Attackers use unprotected Windows Remote Desktop Protocol (RDP) services and unpatched RCE vulnerabilities to execute commands and install malicious programs over a network. Email servers are frequently the weak link. Many firms avoid deploying endpoint security or anti-ransomware technologies on servers for fear of jeopardizing performance. Servers are a popular target for attackers due to their large vulnerability count, network exposure, and poor patch management.

Patching on time is necessary, but it is not sufficient. A Secure Access Service Edge (SASE) solution can help prevent attackers from exploiting vulnerabilities and getting access to your network. It combines four significant characteristics into a comprehensive, cloud-based secure access service edge (SASE) solution.

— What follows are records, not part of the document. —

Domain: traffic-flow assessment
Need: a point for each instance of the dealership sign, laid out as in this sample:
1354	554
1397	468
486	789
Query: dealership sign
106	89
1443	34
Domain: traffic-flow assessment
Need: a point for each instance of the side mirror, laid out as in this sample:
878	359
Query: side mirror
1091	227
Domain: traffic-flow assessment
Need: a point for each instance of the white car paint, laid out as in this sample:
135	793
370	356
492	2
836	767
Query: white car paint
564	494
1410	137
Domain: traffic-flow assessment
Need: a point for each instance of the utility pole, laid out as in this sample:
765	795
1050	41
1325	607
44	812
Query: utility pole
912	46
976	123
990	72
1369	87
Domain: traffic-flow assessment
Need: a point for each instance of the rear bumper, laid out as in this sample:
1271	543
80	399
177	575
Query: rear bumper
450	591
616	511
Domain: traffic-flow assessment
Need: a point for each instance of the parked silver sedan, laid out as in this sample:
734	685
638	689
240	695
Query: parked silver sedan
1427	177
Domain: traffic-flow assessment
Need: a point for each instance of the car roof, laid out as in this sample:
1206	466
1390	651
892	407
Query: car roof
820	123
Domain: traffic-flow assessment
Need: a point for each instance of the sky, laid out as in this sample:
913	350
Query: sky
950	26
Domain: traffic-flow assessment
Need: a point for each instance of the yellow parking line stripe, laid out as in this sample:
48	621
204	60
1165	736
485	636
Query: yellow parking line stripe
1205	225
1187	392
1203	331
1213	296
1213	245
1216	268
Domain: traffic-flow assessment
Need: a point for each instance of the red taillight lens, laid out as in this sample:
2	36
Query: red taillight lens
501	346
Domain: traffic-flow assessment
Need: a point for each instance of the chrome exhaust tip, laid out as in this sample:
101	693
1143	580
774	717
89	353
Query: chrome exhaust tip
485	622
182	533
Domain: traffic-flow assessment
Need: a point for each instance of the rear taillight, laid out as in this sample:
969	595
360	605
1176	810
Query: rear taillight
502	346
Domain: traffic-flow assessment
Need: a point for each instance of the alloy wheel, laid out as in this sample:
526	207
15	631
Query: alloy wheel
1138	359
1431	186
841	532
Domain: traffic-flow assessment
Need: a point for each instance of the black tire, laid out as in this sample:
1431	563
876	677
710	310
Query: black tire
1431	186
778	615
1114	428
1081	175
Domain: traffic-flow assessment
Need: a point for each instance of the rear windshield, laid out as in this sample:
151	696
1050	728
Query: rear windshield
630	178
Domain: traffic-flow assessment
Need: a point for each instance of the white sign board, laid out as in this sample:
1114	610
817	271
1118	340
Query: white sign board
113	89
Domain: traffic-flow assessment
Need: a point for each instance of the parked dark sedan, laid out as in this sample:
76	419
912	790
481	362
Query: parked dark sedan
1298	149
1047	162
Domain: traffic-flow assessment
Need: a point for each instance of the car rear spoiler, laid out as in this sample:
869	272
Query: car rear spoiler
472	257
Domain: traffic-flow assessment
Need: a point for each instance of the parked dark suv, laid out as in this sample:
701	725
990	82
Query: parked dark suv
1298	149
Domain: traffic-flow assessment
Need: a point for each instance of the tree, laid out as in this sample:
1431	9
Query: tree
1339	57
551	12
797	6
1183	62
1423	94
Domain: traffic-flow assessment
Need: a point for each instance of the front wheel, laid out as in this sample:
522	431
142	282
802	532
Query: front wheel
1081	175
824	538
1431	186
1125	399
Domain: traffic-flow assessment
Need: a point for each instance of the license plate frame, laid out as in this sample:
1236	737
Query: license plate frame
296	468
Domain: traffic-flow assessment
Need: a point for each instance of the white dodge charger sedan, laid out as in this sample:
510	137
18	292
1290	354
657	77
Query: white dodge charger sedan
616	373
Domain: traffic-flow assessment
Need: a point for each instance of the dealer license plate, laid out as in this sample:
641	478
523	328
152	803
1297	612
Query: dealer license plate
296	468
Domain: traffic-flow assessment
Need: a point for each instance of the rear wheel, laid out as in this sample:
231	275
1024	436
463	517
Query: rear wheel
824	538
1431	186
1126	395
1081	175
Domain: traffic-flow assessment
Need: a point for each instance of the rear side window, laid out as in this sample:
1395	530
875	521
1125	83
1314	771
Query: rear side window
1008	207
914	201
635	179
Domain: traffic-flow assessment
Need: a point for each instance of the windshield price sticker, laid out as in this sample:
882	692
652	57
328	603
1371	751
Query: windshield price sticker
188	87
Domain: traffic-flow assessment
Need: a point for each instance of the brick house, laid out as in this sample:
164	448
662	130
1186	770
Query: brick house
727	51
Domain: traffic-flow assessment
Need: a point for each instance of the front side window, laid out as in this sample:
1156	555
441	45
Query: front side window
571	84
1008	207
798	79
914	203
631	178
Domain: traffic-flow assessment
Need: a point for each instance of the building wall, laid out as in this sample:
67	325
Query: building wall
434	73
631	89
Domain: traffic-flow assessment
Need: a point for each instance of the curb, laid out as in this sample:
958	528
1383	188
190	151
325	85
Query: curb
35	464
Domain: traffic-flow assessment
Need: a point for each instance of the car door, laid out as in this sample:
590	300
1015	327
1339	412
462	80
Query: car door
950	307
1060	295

• Cloud-based Intrusion Prevention System: A cloud-based intrusion prevention system (IPS) identifies and stops threats to systems and applications. Cloud IPS identifies and prevents known threats using signature and anomaly detection, including common vulnerabilities and exposures (CVEs), OWASP Top 10 common mistakes, zero-day threats, and malicious connections. It allows enterprises to outsource patching for hundreds of system, server, and application software vulnerabilities. SASE includes cloud IPS, which patches newly identified vulnerabilities in browsers, apps, and systems virtually and automatically. Cloud IPS detects legitimate threats in real-time, with great performance and few false positives.

• Zero-Day Sandboxing: SASE contains extensive sandboxing (threat emulation), which scans files for hundreds of distinct signs, such as popular evasion strategies, file-opening macros, and out-of-context services, to decide which are dangerous.

• Comprehensive Traffic Inspection: The prevention-focused SASE conducts comprehensive traffic inspection across all ports and protocols.